President Donald Trump has been nominated as a candidate for the 2021 Nobel Peace Prize for his work in securing a historic peace deal recently between Israel and the United Arab Emirates (UAE). Christian Tybring-Gjedde, a member of the Norwegian Parliament, submitted Trump’s name in a letter to the Nobel committee.
In the legislator’s letter, obtained by Fox News, he wrote, “As it is expected, other Middle Eastern countries will follow in the footsteps of the UAE, this agreement could be a game changer that will turn the Middle East into a region of cooperation and prosperity.”
The Nobel Committee has established the credentials necessary to nominate someone for a Peace Prize. Qualified nominators include members of national assemblies, cabinet members, international jurists, previous Nobel recipients, university professors and others.
This is Trump’s second nomination for the prize. Tybring-Gjedde and another Norwegian legislator also nominated Trump in 2018 for his Singapore summit with North Korea’s Kim Jong Un.
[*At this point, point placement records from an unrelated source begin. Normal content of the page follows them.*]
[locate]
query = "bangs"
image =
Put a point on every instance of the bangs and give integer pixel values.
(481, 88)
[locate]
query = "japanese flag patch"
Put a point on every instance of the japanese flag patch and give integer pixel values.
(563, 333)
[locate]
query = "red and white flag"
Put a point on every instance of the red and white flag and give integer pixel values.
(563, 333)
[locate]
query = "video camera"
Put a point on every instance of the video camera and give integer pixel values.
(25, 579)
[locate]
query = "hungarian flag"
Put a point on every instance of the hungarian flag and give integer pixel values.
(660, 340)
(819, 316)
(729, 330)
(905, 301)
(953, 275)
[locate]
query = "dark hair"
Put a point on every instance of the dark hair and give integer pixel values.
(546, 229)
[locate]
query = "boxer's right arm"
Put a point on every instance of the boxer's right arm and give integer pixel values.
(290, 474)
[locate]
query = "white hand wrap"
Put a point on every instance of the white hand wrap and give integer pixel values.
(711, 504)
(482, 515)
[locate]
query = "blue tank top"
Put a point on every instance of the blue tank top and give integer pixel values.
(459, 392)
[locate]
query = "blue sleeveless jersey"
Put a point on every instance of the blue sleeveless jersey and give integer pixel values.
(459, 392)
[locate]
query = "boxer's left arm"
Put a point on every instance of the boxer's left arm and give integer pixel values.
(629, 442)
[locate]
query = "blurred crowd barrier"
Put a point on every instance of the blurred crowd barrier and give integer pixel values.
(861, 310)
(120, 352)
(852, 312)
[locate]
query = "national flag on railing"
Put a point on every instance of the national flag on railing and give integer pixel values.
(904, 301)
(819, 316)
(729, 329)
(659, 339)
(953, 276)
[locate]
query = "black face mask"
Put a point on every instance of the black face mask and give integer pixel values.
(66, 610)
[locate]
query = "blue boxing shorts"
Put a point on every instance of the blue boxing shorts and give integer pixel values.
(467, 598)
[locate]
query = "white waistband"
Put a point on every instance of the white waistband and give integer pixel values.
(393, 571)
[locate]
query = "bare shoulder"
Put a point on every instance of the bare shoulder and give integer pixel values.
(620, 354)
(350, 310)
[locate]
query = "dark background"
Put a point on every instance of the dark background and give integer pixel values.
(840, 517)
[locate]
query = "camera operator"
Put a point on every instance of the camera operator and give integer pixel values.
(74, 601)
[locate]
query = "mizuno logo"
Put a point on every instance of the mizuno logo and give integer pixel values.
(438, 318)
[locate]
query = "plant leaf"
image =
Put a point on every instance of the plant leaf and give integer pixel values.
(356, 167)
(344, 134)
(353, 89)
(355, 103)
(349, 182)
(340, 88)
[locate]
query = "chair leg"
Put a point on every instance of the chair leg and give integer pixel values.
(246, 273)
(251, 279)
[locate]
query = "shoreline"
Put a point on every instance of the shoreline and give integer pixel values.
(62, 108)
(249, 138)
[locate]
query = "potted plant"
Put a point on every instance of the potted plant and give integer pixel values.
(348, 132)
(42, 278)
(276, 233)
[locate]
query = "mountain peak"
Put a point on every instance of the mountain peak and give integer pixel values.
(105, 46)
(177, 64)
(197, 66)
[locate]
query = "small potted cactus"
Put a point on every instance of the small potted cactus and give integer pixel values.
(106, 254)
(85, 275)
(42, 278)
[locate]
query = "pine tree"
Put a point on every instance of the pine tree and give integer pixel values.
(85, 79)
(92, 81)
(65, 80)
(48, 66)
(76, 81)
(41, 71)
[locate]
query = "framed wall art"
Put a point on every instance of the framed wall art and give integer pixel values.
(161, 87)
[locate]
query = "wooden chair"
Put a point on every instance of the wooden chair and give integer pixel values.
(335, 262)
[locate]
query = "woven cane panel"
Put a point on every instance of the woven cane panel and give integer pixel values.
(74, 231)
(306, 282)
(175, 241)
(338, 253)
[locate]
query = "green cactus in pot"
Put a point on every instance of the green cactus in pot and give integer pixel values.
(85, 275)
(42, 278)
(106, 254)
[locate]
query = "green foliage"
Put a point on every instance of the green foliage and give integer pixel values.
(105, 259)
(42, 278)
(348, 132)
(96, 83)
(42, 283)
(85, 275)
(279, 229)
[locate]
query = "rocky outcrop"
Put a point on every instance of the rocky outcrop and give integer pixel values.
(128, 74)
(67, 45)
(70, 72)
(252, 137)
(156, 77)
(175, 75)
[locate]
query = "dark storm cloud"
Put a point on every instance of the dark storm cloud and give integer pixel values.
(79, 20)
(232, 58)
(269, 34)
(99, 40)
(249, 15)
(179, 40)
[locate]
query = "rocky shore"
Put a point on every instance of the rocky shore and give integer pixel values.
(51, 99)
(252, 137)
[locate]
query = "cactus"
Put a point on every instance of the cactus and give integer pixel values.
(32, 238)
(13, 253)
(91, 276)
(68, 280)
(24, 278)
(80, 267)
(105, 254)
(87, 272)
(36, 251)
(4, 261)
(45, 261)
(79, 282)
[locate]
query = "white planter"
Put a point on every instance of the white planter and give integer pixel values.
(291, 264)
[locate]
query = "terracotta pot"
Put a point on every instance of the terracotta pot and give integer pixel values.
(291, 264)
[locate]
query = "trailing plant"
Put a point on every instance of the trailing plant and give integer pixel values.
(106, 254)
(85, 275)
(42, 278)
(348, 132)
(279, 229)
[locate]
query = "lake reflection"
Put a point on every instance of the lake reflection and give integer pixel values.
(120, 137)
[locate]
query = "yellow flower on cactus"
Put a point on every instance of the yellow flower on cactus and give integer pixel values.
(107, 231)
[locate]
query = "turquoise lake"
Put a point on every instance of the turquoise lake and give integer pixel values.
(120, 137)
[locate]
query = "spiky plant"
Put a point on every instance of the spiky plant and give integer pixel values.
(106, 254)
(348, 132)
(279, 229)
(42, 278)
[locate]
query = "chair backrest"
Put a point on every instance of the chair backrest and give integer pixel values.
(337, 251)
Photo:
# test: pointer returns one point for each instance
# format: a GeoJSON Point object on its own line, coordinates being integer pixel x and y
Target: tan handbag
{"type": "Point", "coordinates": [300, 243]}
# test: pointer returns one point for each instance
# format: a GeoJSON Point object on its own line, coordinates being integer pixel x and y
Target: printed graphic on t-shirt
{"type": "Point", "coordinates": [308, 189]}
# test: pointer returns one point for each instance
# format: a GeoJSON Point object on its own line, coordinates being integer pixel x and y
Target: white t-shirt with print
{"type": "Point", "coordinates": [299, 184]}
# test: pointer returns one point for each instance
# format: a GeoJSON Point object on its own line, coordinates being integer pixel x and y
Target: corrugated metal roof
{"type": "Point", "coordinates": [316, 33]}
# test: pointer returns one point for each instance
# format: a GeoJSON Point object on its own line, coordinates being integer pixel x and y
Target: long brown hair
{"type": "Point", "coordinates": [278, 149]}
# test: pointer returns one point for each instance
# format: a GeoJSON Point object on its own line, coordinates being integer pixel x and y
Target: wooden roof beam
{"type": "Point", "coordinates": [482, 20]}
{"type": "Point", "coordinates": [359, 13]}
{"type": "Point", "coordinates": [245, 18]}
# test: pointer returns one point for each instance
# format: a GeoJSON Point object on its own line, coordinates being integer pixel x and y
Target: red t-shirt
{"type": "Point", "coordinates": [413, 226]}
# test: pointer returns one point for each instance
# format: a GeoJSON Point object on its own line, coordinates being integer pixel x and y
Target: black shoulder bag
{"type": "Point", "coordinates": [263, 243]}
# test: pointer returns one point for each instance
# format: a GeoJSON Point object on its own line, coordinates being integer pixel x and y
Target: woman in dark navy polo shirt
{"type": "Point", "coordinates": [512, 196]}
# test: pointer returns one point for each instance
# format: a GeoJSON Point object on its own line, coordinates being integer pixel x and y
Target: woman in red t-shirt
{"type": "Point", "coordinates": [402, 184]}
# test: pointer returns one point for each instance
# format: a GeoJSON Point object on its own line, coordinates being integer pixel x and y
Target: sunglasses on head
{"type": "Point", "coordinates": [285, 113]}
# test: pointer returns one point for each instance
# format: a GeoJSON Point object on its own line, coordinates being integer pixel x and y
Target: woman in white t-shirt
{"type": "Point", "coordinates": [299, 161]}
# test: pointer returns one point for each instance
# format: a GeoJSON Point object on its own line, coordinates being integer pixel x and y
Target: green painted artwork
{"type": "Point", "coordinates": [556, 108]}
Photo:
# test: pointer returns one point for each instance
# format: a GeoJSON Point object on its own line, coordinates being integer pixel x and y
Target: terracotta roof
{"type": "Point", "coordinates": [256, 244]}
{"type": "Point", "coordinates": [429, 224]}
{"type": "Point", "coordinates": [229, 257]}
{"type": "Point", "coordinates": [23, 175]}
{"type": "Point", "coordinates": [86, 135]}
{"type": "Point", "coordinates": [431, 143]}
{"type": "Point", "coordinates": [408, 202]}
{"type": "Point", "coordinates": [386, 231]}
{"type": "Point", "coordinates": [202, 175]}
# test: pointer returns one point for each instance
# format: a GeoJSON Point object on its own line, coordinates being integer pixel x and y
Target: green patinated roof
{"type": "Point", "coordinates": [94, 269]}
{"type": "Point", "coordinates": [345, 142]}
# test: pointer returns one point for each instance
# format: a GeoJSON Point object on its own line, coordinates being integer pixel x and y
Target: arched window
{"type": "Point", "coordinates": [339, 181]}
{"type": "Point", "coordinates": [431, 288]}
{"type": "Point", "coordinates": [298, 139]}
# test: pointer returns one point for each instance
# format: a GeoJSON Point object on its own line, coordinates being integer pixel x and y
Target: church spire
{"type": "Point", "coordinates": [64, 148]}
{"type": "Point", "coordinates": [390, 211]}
Four past U.S. presidents have received Peace Prizes: Theodore Roosevelt, Woodrow Wilson, Jimmy Carter and Barack Obama. The Obama prize was controversial, since he was nominated after only a couple weeks in office. He won for “his efforts to strengthen international diplomacy and cooperation.”
In 2015, former Nobel Secretary Geir Lundestad criticized the Obama award, saying, “Even many of Obama’s supporters believed that the prize was a mistake. In that sense, the committee didn’t achieve what it had hoped for.”
Since its establishment in 1901, the Nobel Peace Prize has gone to 107 individuals and 27 organizations. Past recipients have included individuals such as theologian Albert Schweitzer, former U.S. Secretary of State George Marshall, Nelson Mandela, Martin Luther King, Jr., Henry Kissinger and Mother Teresa. The award is given in a ceremony in Norway.
The Israel/UAE peace deal, which prompted the nomination, involved agreements “regarding investment, tourism, direct flights, security, telecommunications, technology, healthcare, culture, the environment, the establishment of reciprocal embassies, and other areas of mutual benefit.”
“For his merit, I think he has done more trying to create peace between nations than most other Peace Prize nominees,” Tybring-Gjedde told Fox News.